John Maughan

Personal information
- Born: 1962 (age 63–64)

Sport

Inter-county management
- Years: Team
- 1990–1994 1995–1999 2000–2001 2002–2005 2005–2008 2018–2022: Clare Mayo Fermanagh Mayo Roscommon Offaly

Inter-county titles as manager
- County: League / Province / All-Ireland
- Clare:  / 1 / 1

= John Maughan =

Gaelic footballer, football manager and sports administrator

John Maughan (born 1962) is an Irish Gaelic football manager and former player, who most recently managed the Offaly football team.

He is also a former manager of the Mayo, Clare, Roscommon and Fermanagh senior football teams. Maughan is only the third man to lead five different county teams and the first to complete a "slam", with at least one of these county teams coming from each of Ireland's four provinces.

==Early life==
Maughan is originally from Crossmolina. He comes from a family of six children. He was the only one sent to boarding school, which he attended at Moate's Carmelite College. After school he joined the Irish Army. He is a graduate of University College Galway. He attended the university in the early 1980s.

==Army career==

Maughan was an offer in the Irish Army from 1979 to 1999. He reached the rank of Captain and was based in Renmore Barracks Dún Uí Mhaoilíosa in Galway. When he was appointed to the Mayo job, he commuted from Cyprus for the first couple of games as he was serving with the United Nations.

==Playing career==
Maughan won a Hogan Cup medal with Moate's Carmelite College in 1980. He also won two Sigerson Cups with University College Galway in the early 1980s. This, alongside a spell with the Mayo under-21 team, led to Maughan being called up to the senior county team. Surgery on his knee cartilage in 1986 led to the end of his days as a player. He had four more operations but on the knee cartilage but was informed three years later that he could no longer play at inter-county level. He continued to play locally, switching base in 1994 and transferring to Castlebar Mitchels in the expectation of getting to play junior football but was a runner-up in that year's Mayo Senior Football Championship final. In a 1995 Mayo Senior Football Championship quarter-final Maughan sustained a broken jaw. After being brought to Dublin's Mater Hospital, a story in a newspaper led to bother as he had flown back from Cyprus where he was on peacekeeping duty with the Irish Army.

==Coaching career==
Mayo's manager when Maughan's playing days ended was John O'Mahony. O'Mahony retained Maughan's services as a team physical trainer.

A call came from Clare GAA one evening to ask if Maughan would become coach for the 1990 season. Discovering that no manager had yet been appointed Maughan asked if he could take the post. He did so, at the age of 28. Eleven players attended Maughan's first training session in Crusheen.

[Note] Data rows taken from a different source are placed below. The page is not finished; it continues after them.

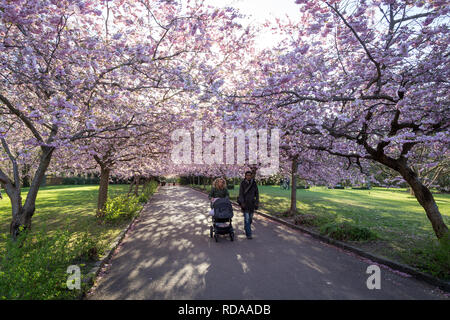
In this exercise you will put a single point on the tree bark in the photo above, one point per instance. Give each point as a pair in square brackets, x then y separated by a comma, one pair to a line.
[103, 190]
[421, 192]
[293, 209]
[426, 200]
[23, 213]
[136, 189]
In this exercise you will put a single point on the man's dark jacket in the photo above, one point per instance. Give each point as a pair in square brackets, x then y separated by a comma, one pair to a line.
[248, 195]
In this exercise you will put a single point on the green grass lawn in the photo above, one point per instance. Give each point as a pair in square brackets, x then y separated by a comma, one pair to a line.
[69, 206]
[403, 229]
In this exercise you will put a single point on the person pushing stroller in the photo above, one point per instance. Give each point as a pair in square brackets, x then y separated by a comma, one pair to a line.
[222, 210]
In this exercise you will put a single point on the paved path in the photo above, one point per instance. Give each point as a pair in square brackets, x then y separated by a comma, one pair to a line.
[169, 255]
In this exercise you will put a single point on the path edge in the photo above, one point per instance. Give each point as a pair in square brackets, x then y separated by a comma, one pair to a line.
[90, 277]
[441, 284]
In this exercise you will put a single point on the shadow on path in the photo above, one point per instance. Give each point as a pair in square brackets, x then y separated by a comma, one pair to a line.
[169, 255]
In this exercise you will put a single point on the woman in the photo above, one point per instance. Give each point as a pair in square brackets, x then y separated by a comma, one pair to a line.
[218, 190]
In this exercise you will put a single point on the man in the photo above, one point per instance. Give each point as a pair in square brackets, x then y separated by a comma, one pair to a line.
[248, 199]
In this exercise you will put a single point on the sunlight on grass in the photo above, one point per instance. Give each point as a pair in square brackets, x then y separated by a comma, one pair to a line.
[72, 207]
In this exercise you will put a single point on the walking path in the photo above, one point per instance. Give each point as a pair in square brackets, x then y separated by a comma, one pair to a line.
[169, 255]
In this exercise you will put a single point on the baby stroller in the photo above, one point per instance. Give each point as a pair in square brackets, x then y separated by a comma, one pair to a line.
[221, 220]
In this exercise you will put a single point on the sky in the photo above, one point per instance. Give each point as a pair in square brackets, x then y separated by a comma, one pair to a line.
[259, 11]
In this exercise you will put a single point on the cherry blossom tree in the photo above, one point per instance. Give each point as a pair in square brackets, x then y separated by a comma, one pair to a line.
[367, 80]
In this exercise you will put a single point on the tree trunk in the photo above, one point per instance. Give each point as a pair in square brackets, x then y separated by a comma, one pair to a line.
[103, 190]
[22, 214]
[136, 189]
[426, 200]
[293, 209]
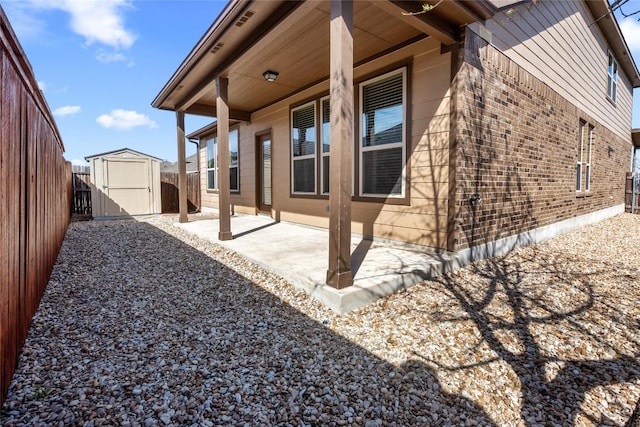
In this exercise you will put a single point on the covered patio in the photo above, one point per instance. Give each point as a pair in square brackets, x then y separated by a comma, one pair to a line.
[257, 54]
[299, 254]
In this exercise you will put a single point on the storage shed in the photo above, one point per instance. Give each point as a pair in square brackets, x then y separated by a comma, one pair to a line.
[125, 182]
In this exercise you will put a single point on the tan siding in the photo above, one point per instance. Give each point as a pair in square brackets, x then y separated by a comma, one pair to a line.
[555, 42]
[423, 221]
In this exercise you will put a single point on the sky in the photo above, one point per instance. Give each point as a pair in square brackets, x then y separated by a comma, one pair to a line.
[100, 64]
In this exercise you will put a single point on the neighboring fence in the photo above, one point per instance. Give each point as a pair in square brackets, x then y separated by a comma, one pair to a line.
[169, 195]
[35, 193]
[81, 191]
[632, 193]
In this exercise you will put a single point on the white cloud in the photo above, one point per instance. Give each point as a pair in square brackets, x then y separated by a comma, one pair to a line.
[67, 110]
[98, 21]
[22, 20]
[631, 31]
[107, 57]
[125, 119]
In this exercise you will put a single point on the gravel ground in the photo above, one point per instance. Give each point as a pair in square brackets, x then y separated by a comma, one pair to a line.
[144, 324]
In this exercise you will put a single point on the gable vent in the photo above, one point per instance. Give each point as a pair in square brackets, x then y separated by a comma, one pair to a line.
[216, 47]
[244, 18]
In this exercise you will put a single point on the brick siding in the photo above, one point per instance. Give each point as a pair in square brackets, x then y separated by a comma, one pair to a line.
[515, 145]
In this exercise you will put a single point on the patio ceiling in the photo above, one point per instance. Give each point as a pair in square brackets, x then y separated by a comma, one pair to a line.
[292, 38]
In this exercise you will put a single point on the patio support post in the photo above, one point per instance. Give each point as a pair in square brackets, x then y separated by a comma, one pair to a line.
[182, 168]
[224, 196]
[341, 100]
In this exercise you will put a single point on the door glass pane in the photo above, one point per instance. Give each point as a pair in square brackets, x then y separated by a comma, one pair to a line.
[266, 172]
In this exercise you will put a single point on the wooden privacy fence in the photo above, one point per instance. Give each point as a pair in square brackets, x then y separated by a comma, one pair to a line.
[35, 193]
[632, 194]
[169, 194]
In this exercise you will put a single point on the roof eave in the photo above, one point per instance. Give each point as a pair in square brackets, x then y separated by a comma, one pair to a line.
[611, 30]
[230, 13]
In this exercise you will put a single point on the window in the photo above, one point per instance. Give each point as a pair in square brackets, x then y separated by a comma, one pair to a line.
[325, 138]
[303, 149]
[233, 161]
[381, 146]
[212, 163]
[382, 136]
[612, 78]
[585, 148]
[587, 170]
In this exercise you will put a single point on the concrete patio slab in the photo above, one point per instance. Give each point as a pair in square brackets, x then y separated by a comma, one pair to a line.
[299, 254]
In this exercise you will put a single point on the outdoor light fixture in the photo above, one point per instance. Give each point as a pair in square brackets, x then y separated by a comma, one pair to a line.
[270, 76]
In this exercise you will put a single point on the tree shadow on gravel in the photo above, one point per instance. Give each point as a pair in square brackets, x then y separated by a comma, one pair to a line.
[525, 310]
[138, 328]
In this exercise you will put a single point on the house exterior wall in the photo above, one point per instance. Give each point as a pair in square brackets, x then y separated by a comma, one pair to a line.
[557, 42]
[516, 147]
[422, 220]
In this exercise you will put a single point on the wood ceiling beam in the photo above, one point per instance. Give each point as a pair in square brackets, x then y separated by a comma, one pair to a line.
[206, 84]
[428, 23]
[211, 111]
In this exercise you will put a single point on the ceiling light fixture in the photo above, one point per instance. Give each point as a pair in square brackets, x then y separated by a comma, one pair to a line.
[270, 76]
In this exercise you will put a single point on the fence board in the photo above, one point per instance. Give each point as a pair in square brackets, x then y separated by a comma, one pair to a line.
[169, 192]
[35, 196]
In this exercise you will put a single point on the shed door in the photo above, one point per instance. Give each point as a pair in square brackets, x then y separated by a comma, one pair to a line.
[128, 188]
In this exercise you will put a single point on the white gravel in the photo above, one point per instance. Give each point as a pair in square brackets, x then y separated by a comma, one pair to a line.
[145, 324]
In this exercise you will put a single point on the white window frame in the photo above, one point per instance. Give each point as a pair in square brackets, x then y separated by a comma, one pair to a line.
[322, 135]
[581, 126]
[612, 77]
[237, 167]
[587, 170]
[402, 144]
[212, 142]
[307, 156]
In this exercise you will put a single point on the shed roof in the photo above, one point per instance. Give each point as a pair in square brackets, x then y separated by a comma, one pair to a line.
[121, 150]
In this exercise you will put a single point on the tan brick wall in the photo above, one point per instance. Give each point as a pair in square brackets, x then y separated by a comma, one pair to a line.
[516, 146]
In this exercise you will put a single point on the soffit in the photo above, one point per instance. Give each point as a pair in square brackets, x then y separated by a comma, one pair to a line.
[294, 41]
[299, 51]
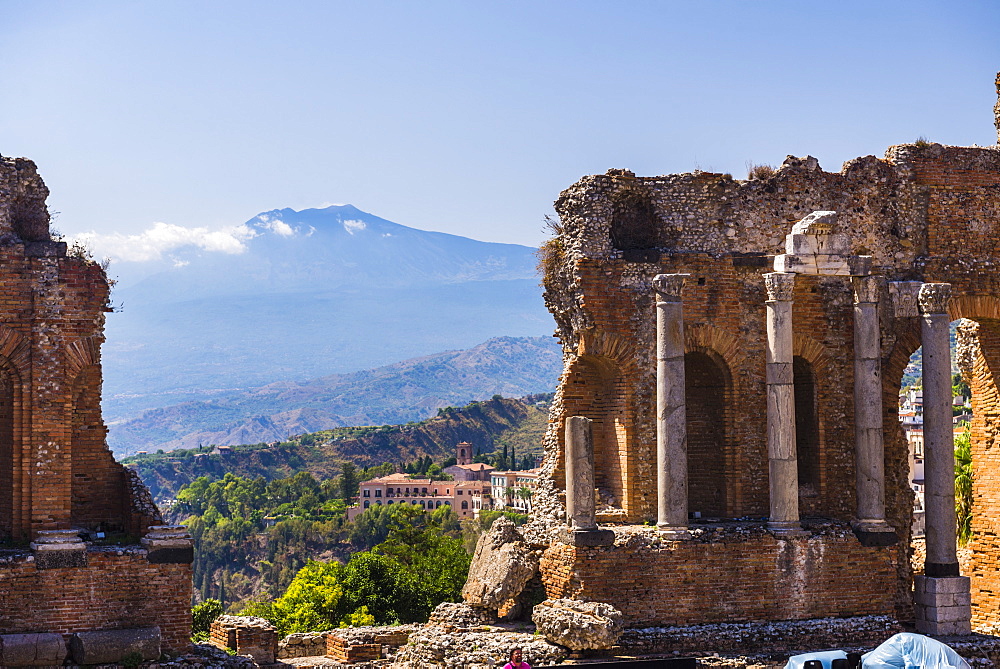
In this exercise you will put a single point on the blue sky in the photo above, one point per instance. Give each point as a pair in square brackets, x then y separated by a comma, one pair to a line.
[462, 117]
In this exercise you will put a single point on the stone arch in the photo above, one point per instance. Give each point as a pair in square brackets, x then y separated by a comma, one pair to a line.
[708, 394]
[597, 387]
[809, 367]
[634, 222]
[978, 357]
[714, 461]
[80, 353]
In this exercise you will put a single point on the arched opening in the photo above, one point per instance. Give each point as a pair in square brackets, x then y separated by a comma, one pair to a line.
[706, 389]
[596, 389]
[807, 434]
[7, 456]
[634, 221]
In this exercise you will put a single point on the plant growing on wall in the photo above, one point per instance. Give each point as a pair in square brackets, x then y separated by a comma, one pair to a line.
[963, 486]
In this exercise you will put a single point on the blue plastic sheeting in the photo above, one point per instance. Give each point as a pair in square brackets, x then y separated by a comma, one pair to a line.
[826, 657]
[913, 651]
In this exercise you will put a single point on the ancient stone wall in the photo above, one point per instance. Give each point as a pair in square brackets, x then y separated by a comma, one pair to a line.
[55, 468]
[58, 478]
[924, 212]
[117, 589]
[729, 578]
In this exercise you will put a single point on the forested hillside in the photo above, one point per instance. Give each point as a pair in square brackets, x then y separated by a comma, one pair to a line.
[252, 537]
[490, 426]
[410, 390]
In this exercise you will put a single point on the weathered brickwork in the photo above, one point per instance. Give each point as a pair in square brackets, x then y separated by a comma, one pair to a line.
[924, 212]
[118, 589]
[754, 577]
[56, 470]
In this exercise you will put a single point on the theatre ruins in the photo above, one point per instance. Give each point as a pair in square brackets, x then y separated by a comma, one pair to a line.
[724, 444]
[86, 568]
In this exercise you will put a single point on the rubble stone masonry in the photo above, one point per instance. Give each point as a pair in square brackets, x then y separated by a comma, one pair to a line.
[923, 212]
[118, 589]
[58, 478]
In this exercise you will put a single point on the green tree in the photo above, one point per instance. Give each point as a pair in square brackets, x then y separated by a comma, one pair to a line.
[202, 616]
[963, 486]
[348, 481]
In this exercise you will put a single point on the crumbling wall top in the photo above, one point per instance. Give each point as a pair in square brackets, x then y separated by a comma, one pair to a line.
[23, 214]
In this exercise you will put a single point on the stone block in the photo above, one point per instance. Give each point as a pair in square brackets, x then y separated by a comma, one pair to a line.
[501, 568]
[32, 650]
[112, 646]
[944, 629]
[59, 549]
[578, 625]
[949, 584]
[45, 249]
[943, 614]
[585, 538]
[870, 538]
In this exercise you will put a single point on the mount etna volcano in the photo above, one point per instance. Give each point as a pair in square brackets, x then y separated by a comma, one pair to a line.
[310, 294]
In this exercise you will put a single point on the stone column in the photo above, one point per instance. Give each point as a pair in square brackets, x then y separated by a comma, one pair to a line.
[58, 549]
[941, 596]
[671, 414]
[939, 439]
[580, 509]
[870, 526]
[581, 513]
[783, 466]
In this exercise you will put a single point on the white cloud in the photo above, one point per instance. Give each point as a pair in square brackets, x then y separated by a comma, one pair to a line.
[353, 226]
[163, 238]
[278, 227]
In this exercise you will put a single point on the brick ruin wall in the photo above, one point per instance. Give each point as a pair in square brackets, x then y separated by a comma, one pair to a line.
[56, 470]
[924, 212]
[118, 589]
[762, 578]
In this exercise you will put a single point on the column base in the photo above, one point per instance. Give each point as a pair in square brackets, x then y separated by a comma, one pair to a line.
[943, 606]
[673, 532]
[941, 569]
[786, 529]
[587, 538]
[873, 533]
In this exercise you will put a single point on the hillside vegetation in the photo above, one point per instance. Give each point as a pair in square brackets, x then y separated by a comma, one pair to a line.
[406, 391]
[490, 426]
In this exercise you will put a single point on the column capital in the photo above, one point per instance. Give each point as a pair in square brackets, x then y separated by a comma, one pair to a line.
[668, 286]
[934, 298]
[904, 298]
[867, 289]
[780, 286]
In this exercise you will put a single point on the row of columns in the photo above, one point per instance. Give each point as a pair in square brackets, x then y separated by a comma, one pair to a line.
[672, 505]
[941, 596]
[671, 442]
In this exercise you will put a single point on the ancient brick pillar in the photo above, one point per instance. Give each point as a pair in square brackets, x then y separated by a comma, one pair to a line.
[781, 451]
[580, 508]
[869, 450]
[671, 417]
[941, 596]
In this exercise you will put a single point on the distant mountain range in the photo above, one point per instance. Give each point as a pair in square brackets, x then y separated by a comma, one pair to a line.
[315, 293]
[489, 425]
[407, 391]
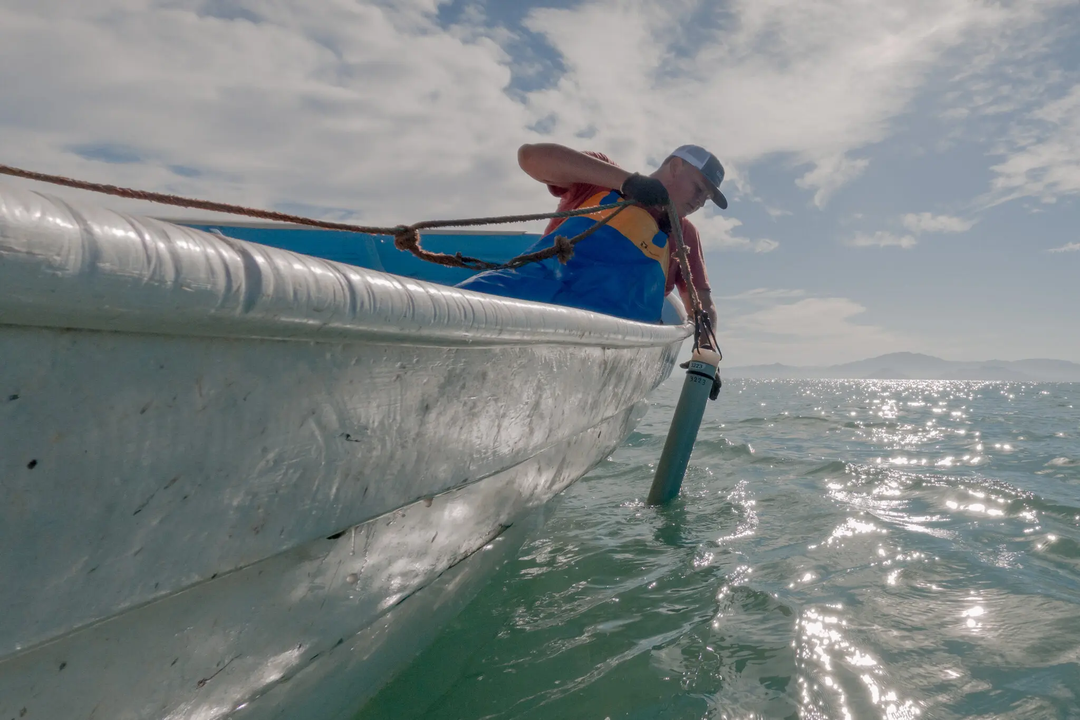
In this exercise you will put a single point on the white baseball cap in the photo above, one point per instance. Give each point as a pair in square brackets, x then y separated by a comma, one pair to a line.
[709, 165]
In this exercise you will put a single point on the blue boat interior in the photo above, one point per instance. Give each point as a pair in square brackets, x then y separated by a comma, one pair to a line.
[378, 252]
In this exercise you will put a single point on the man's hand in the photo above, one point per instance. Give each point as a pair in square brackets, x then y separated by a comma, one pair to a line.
[645, 190]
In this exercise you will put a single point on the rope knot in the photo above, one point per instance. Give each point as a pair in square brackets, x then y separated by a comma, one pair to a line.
[406, 239]
[564, 249]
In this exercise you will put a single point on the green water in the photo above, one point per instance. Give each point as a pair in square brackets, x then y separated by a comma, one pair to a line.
[841, 549]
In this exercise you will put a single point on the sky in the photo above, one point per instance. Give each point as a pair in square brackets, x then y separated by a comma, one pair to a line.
[902, 176]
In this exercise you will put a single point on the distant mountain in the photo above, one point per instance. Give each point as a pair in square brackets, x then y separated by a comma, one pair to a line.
[916, 366]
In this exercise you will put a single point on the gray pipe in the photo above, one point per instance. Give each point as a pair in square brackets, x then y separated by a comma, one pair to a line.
[685, 425]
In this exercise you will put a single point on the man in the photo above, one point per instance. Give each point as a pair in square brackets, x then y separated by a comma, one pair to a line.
[626, 268]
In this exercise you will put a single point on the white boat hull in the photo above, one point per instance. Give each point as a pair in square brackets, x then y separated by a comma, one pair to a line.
[185, 420]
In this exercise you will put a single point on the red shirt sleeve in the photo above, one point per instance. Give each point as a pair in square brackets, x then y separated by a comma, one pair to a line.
[697, 262]
[571, 198]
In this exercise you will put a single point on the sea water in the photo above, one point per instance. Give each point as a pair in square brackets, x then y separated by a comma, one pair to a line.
[859, 548]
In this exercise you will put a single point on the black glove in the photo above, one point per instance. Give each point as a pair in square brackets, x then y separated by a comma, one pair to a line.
[645, 190]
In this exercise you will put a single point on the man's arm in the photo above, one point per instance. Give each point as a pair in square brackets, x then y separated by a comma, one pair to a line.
[562, 166]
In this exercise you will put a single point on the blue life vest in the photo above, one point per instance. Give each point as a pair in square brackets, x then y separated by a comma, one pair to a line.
[619, 270]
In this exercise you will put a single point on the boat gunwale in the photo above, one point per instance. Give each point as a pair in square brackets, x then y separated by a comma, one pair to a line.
[75, 266]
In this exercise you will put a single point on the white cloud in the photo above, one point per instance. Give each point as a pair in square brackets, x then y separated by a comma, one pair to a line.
[831, 175]
[764, 295]
[808, 331]
[1069, 247]
[927, 222]
[372, 107]
[1043, 157]
[882, 239]
[334, 105]
[819, 81]
[717, 233]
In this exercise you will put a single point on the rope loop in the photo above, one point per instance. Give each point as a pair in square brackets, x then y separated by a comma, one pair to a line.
[407, 238]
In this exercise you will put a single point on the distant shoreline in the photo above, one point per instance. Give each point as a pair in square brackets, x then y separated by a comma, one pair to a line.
[915, 366]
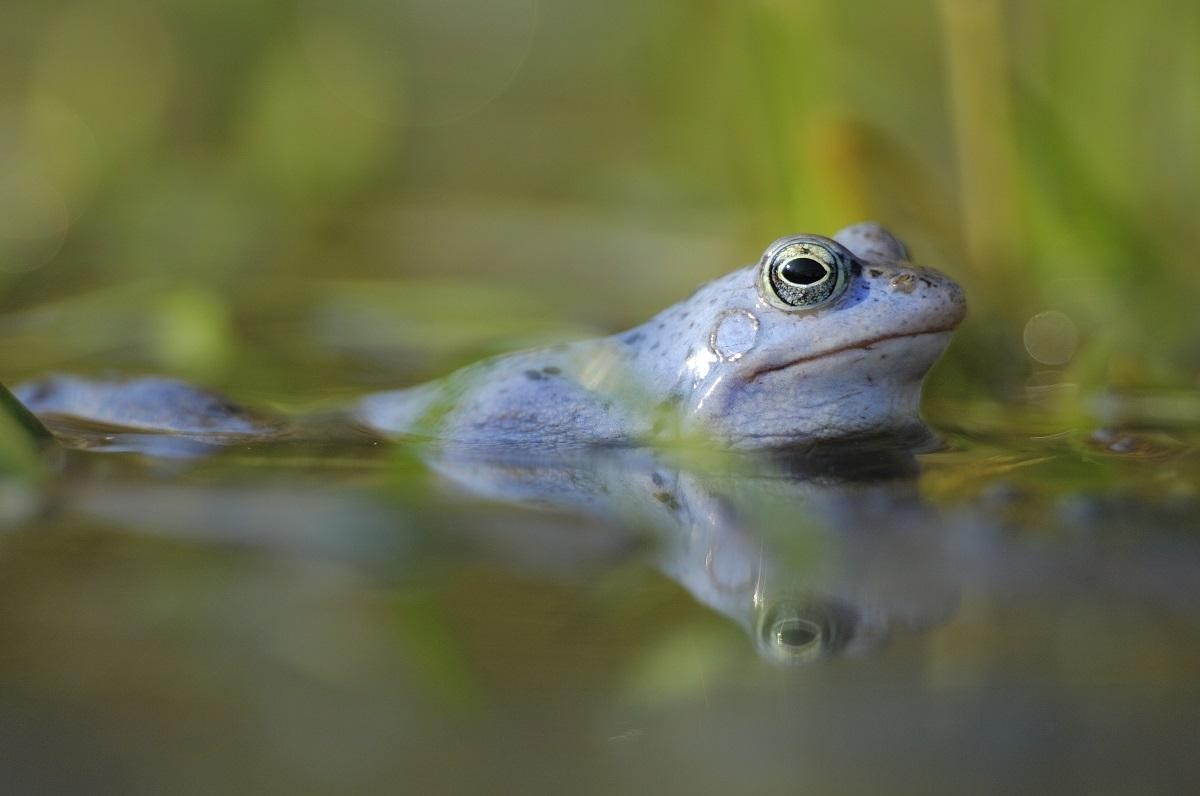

He led Clare to the 1992 Munster Senior Football Championship.

After finishing as Clare manager, Maughan went to Cyprus for United Nations peacekeeping duty in Nicosia.

He was appointed manager of the Mayo county team while still based in Cyprus and commuted for several games at the start of his spell in charge.

He led his native county to the successive All-Ireland Senior Football Championship final defeats in 1996, 1997. He returned for a second spell in charge and led his native county to a further All-Ireland Senior Football Championship final defeat in 2004.

In between his spells with Mayo, he had a short stint as Fermanagh manager (winning an All-Ireland 'B' Football Championship) and, after taking charge of Mayo for the second time, he was manager of Roscommon. He resigned as Roscommon manager in the spring of 2008.

He commuted from his home in Castlebar to manage Offaly. Maughan announced his departure as Offaly manager in July 2022 after a four-year spell in charge during which he achieved promotion for Offaly to Division 2 of the National Football League (though relegation to Division 3 followed the next year) and advanced to the semi-final of the inaugural 2022 Tailteann Cup.

Maughan has also led NUI Galway GAA.

==Personal life==
Maughan is married to Audrey, and lives in Castlebar. He is a grandfather. He had surgery on his back in 2019.

As of 2021, he was working as a Procurement Officer at Mayo County Council, while, as of 2019, Maughan is a member of the board of Sport Ireland.

Though fully-vaccinated, Maughan isolated at his home in Enniscrone after contracting COVID-19 in 2021 (his sense of taste and smell he said were "completely gone").